Mike Plumer, a long-time pioneer in no-till ag and cover crop systems, discovered the deep rooting aspects of annual ryegrass back in the 1990s, when he was still working as an agronomist for the Univ. of Illinois Extension. He and his cooperating farmers also discovered that the roots grow right through compacted soils. In subsequent years, they noticed a yield increase in crops in those same fields.

In a recent article in No-Till Magazine, researchers at the University of Kentucky did both laboratory and field trials using annual ryegrass on soils with fragipan. Here are a number of paragraphs from that article.

Soil fragipans exist in 2.7 million acres in Kentucky and in 50 million acres in the U.S. In Kentucky, the average depth of the fragipan layer in the soil is about 20-24 inches. This results in a shallow soil that limits crops’ yield potential due to low water-holding capacity. This is especially true during dry growing seasons or droughts. These same soils are easily saturated with water in the winter, which limits yields on cool-season crops such as wheat.

 Breaking down the fragipan would increase the soil depth and should significantly boost grain yields in the state, similar to the boost farmers received from implementing no-till production.

Four years into the research project, Grove and fellow UK soil scientists Lloyd Murdock, Tasios Karathanasis and Chris Matocha have found that annual ryegrass and some chemical combinations appear to break down the fragipan.

 In the lab, Karathanasis submersed chunks of fragipan in several different solutions, one of which was a ryegrass extract.

“Within 2-4 weeks we began to see the ryegrass extract break down the fragipan,” he said. “Not only does ryegrass have a deep root system that can penetrate the pan, but it also releases a chemical or chemicals that can help break it.”

 UK soil scientists have planted annual ryegrass as a cover crop in grain fields followed by either corn or soybeans for the past three growing seasons with the fourth round now in the ground.

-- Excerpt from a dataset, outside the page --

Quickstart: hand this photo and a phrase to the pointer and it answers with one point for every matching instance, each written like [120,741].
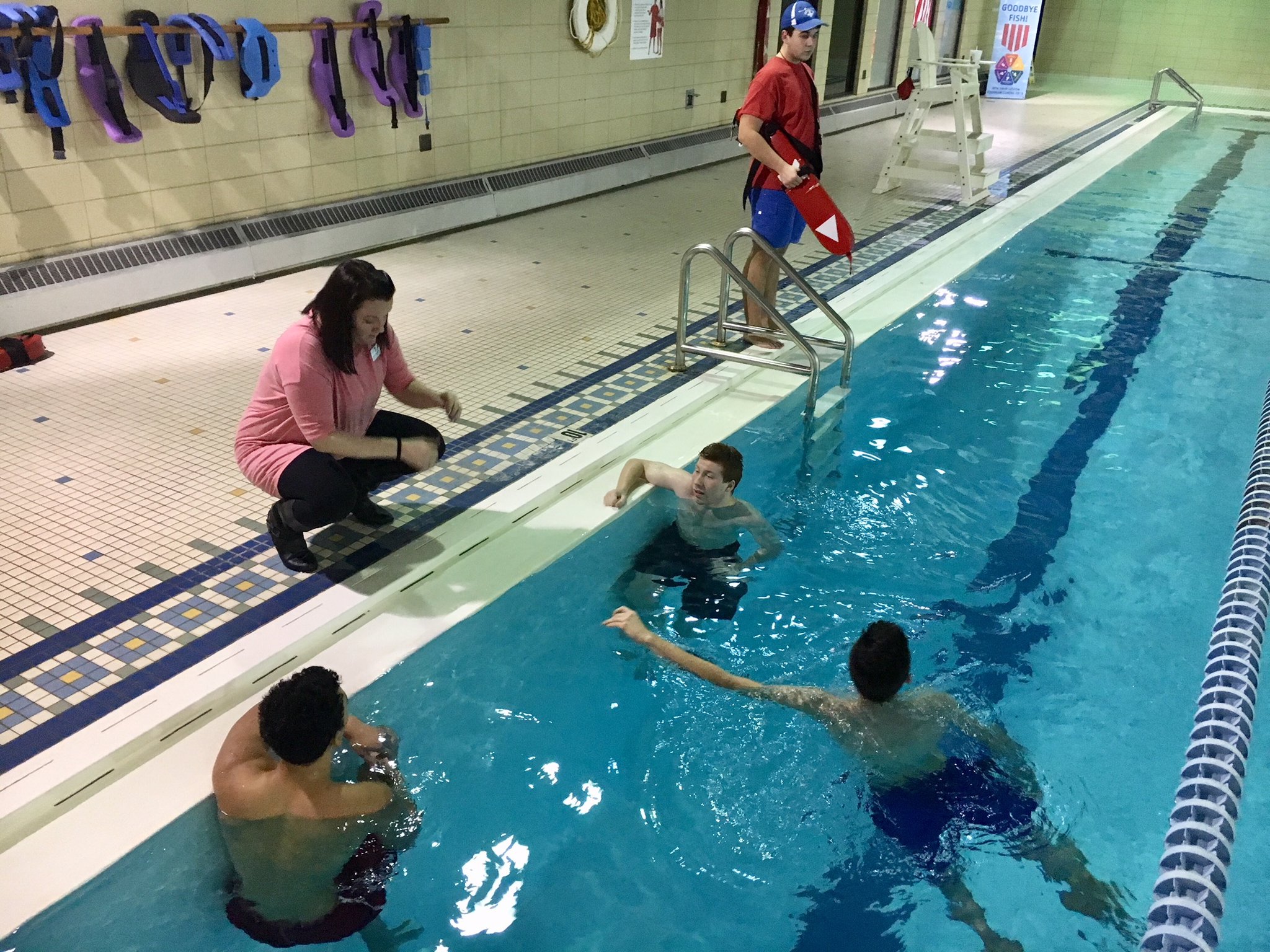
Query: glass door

The first year when annual ryegrass was followed by corn, there was no yield difference. The second year when it was followed by soybeans, there was a 25% yield increase in the soybeans. The third year, the researchers followed the ryegrass with soybeans again and there was a slight, but not significant, yield increase.

UK researchers traveled to Hamilton County, Illinois, to take soil samples from a field that had been planted in a ryegrass cover crop since 2000 and followed every year with no-till corn. Mike Corn roots in ARG 6-06 StarkeyPlumer had used a part of this field in some of his earlier cover crop studies.

They found the fragipan layer to be much deeper in the soil profile in the fields with ryegrass. More encouraging news came when the farmer told them about his yields.

“When the study started in 2000, the farmer’s yields were 15 bushels an acre below the county average. His fields are now averaging 30 bushels more per acre than the county average,” Murdock said. “We really do not know how well this field represents our situation in Kentucky, but this gives us significant encouragement that we are beginning to prove that annual ryegrass is effective and will give significant results with accumulative years of a ryegrass cover crop.”